As we closed the year, Forrester analysts highlighted some important developments worth your attention as you plan the year ahead. I’ve added an extra issue this week to give you more visibility into some of this important work.
Are you trying to increase services like storage, security, communications, and application services for branch offices while trying to consolidate infrastructure and decrease costs? To date, most firms have deployed numerous point products to solve these woes tactically. Robert Whiteley and Stephanie Balaouras demonstrate that recent technology advancements will streamline infrastructure requirements by consolidating numerous functions — like routing, wireless connectivity, security, application acceleration, IP telephony, IP address management, and remote monitoring — into fewer appliances. So can firms deploy a branch-office-in-a-box? No. But, depending on the branch profile, firms can intelligently collapse similar services — like security with routing and communications, as well as storage with application acceleration — to reduce the management burden and still offer full-service sites.
Back at the data center, Stephanie points out, data was historically backed up to tape. But, with data growing at double-digit rates each year and backup windows shrinking dramatically or disappearing, enterprises are increasingly incorporating disk-based data protection into their backup strategies. Less disruptive offerings such as virtual tape libraries and advanced technologies like snapshots are now easier to manage.

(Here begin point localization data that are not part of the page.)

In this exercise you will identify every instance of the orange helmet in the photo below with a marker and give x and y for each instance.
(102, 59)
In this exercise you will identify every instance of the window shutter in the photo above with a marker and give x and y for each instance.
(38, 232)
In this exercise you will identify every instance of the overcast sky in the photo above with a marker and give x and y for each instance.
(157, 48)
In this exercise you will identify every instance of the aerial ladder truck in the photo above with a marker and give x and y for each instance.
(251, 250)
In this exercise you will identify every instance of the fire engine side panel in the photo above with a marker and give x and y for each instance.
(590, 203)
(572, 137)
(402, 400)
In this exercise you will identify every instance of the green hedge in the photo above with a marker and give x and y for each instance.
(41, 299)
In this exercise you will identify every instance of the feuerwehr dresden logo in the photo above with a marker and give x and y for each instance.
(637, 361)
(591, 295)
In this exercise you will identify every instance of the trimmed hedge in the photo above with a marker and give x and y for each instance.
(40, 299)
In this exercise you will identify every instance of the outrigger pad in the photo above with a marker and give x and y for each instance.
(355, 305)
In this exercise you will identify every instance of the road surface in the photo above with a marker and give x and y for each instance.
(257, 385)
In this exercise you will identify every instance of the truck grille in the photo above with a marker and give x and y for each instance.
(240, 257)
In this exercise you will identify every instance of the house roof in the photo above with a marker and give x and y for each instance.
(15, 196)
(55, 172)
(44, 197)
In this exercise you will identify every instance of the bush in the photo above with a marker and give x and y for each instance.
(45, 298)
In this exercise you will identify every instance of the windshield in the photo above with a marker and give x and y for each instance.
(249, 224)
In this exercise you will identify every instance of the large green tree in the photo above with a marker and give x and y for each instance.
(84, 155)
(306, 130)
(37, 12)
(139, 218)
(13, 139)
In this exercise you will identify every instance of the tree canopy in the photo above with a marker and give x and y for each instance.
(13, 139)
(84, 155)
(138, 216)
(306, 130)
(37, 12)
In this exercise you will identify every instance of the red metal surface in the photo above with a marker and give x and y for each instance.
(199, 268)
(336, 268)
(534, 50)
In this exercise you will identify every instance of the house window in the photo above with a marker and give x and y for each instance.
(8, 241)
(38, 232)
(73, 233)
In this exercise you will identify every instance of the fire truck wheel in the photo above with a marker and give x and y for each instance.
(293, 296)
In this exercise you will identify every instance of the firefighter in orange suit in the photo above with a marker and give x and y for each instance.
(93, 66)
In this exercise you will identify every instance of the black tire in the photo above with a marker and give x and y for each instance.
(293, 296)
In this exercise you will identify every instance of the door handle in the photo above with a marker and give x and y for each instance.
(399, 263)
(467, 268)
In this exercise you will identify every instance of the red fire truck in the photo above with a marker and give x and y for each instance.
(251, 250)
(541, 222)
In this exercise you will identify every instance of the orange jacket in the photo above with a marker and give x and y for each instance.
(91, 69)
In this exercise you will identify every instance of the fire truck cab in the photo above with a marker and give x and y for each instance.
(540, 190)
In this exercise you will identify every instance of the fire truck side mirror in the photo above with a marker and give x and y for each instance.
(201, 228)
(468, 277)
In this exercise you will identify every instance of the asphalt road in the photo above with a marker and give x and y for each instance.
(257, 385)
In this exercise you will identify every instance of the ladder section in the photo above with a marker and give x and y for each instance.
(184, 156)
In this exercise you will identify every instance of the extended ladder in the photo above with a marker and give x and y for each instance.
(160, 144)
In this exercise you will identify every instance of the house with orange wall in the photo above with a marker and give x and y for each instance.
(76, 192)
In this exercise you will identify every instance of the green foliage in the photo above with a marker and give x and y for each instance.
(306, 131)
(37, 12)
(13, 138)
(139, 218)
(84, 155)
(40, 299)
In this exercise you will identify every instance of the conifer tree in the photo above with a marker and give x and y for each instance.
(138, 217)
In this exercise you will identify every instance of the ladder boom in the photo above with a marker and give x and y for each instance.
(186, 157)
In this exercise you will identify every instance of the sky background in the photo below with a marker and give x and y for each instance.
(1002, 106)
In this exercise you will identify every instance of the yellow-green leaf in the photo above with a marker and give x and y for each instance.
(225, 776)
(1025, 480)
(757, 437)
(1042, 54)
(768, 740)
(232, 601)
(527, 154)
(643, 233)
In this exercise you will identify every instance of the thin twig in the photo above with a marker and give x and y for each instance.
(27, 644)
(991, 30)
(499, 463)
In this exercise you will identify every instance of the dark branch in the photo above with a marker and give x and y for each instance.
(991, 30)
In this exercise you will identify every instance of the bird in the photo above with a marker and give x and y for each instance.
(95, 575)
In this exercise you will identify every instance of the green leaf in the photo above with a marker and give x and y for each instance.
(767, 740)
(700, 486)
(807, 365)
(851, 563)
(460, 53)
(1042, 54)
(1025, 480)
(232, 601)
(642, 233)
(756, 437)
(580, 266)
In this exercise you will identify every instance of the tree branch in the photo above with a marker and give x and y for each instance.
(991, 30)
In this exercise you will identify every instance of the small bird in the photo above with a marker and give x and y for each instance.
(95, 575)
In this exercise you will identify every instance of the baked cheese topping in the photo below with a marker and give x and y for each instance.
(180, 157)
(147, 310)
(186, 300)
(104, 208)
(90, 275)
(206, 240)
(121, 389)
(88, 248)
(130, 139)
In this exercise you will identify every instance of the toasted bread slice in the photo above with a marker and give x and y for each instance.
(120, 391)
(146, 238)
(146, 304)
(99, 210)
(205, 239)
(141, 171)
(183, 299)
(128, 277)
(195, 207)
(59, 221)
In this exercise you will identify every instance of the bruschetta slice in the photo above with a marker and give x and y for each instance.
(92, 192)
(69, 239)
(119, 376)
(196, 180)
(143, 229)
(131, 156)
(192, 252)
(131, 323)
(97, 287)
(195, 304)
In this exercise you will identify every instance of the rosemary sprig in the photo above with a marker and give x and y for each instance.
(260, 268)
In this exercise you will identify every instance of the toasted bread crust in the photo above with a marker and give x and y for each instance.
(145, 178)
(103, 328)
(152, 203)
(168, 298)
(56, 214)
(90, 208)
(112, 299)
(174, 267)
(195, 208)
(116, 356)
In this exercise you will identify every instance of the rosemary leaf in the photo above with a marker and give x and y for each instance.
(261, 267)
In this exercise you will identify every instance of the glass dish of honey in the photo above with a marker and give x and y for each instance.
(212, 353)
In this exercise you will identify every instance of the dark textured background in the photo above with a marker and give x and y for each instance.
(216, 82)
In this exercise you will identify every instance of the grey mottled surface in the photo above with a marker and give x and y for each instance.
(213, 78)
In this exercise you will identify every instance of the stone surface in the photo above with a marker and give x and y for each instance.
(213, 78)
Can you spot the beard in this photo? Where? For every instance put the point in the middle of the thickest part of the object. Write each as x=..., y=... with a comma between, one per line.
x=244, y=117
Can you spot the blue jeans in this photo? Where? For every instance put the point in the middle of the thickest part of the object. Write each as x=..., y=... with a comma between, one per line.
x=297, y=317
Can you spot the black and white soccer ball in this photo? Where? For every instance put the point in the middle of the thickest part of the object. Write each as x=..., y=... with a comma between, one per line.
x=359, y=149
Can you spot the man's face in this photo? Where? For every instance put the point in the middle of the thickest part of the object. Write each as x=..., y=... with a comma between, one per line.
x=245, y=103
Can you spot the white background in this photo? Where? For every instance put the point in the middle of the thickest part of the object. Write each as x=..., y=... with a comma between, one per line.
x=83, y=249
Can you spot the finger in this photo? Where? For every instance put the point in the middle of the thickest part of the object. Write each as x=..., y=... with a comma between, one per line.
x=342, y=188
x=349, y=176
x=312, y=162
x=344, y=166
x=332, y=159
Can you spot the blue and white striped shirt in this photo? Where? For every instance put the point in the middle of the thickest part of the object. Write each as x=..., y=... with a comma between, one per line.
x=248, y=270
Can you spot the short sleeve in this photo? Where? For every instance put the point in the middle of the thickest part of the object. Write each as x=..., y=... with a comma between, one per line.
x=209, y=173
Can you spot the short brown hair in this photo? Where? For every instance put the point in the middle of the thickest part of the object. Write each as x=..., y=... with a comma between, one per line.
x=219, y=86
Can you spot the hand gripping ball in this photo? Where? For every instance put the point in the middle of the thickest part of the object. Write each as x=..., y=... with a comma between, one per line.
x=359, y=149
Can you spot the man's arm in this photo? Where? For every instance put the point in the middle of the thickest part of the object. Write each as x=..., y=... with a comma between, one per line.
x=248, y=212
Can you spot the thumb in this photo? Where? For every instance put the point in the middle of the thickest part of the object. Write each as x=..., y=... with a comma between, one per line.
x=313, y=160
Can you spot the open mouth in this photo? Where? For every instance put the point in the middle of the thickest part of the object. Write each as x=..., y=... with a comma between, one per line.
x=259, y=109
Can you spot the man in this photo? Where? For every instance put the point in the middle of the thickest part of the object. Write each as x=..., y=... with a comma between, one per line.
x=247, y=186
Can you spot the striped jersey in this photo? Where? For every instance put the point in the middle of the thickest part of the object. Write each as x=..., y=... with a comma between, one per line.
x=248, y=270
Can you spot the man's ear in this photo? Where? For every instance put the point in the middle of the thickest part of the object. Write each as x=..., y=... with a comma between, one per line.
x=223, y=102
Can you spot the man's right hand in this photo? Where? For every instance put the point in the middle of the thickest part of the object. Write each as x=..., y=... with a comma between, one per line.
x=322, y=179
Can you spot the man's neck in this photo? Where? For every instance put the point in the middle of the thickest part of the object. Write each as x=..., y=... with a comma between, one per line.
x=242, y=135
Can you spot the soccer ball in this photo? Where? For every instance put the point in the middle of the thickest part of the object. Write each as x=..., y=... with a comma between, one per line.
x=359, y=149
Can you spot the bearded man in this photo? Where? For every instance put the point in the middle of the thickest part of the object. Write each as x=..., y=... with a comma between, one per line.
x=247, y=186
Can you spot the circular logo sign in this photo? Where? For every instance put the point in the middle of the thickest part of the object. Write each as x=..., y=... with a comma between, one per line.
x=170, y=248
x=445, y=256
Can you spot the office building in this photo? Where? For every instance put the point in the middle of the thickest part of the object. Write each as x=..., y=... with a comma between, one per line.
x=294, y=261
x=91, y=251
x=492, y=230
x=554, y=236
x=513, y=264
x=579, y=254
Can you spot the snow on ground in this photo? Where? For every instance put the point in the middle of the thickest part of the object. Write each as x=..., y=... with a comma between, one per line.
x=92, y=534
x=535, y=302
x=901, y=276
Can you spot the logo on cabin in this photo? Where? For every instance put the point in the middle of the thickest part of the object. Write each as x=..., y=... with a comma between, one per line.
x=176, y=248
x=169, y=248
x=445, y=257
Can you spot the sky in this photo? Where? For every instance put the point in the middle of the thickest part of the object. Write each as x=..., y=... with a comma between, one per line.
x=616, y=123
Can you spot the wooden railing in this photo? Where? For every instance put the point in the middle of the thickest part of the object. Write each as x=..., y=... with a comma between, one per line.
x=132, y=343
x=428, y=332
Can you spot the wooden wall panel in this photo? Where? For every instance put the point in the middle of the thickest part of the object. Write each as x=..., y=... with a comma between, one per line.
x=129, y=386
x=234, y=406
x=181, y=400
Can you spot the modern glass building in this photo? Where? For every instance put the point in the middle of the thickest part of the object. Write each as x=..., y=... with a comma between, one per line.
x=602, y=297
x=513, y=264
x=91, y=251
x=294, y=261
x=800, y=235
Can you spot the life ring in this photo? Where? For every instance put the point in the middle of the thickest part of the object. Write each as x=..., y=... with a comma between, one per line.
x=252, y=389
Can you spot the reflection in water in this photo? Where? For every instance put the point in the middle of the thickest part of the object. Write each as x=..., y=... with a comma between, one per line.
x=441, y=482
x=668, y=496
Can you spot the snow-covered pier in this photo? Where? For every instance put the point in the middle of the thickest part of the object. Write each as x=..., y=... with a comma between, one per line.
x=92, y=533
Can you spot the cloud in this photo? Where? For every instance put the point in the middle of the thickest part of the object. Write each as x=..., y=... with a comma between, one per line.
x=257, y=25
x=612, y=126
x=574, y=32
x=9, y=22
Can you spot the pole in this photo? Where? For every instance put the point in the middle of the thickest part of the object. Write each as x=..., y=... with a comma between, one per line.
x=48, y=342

So, how will you then get to the information you need when you need it? Some bright spots: A growing number of organizations are turning to document process outsourcing (DPO), a hosted solution for capturing and processing documents in support of a business process, instead of implementing the software on their premises. New Forrester analyst Craig Le Clair provides one example: docHarbor announced a partnership with salesforce.com, allowing almost any document to be associated with any page in salesforce.com. Whether it’s an end user scanning in a business card at the desktop or an IT department sending the entire run of monthly account statements as a printstream, the right documents are available on the right pages as links in salesforce.com’s customer relationship management (CRM) software service.
Meanwhile, Matt Brown tells us that IBM and Yahoo! announced IBM OmniFind Yahoo! Edition, a freely downloadable enterprise search product that installs with three clicks, packs the same features as a Google Mini, scales to half a million documents, and is built on open source technology from the Apache Lucene project. And, it’s free. This bodes well for information and knowledge management professionals deploying entry-level search capabilities but poorly for Google Enterprise, Microsoft, Oracle, SAP, and smaller vendors still looking to cash in on the entry-level enterprise search market.
For more specialized use, Barry Murphy notes that eDiscovery technology spending will grow from $1.4 billion in 2006 to more than $4.8 billion in 2011 as enterprises realize that they have no choice but to prepare for electronic discovery after amendments to the Federal Rules of Civil Procedure take effect on December 1, 2006. As you investigate eDiscovery solutions, get the right team (legal, records management, and IT) together to make eDiscovery solutions decisions, and expect a fragmented technology marketplace that may require you to source from multiple vendors or to outsource.
Don’t forget to think about the unthinkable. Disaster recovery and business continuity (DRBC) systems allow firms to have contingency plans in place to keep the business running in the aftermath of natural or man-made circumstances that render their primary business premises or data center unusable. To succeed, R?diger Krojnewski and Bill Nagel point out that risk management in general and DRBC in particular need to have broad visibility across business units; it’s one thing for IT to be aware of its responsibilities in this area but quite another to get funding adequate to the task. Secure your funding.
Turning to new development, Ron Rogowski observes that Web users like rich Internet applications (RIAs) because they’re easy to use. But how do the usability of RIA and HTML applications compare? To find out, we evaluated both. We looked for examples of rich Internet and HTML applications in each of four categories and compared how well they supported relevant user goals. We found that, on average, RIAs outperform HTML interfaces; at the same time, RIA usability can fall prey to basic design mistakes. To make the most of their investments, firms planning to invest in RIAs must apply design best practices and run multiple tests on their RIAs before, and after, they go live.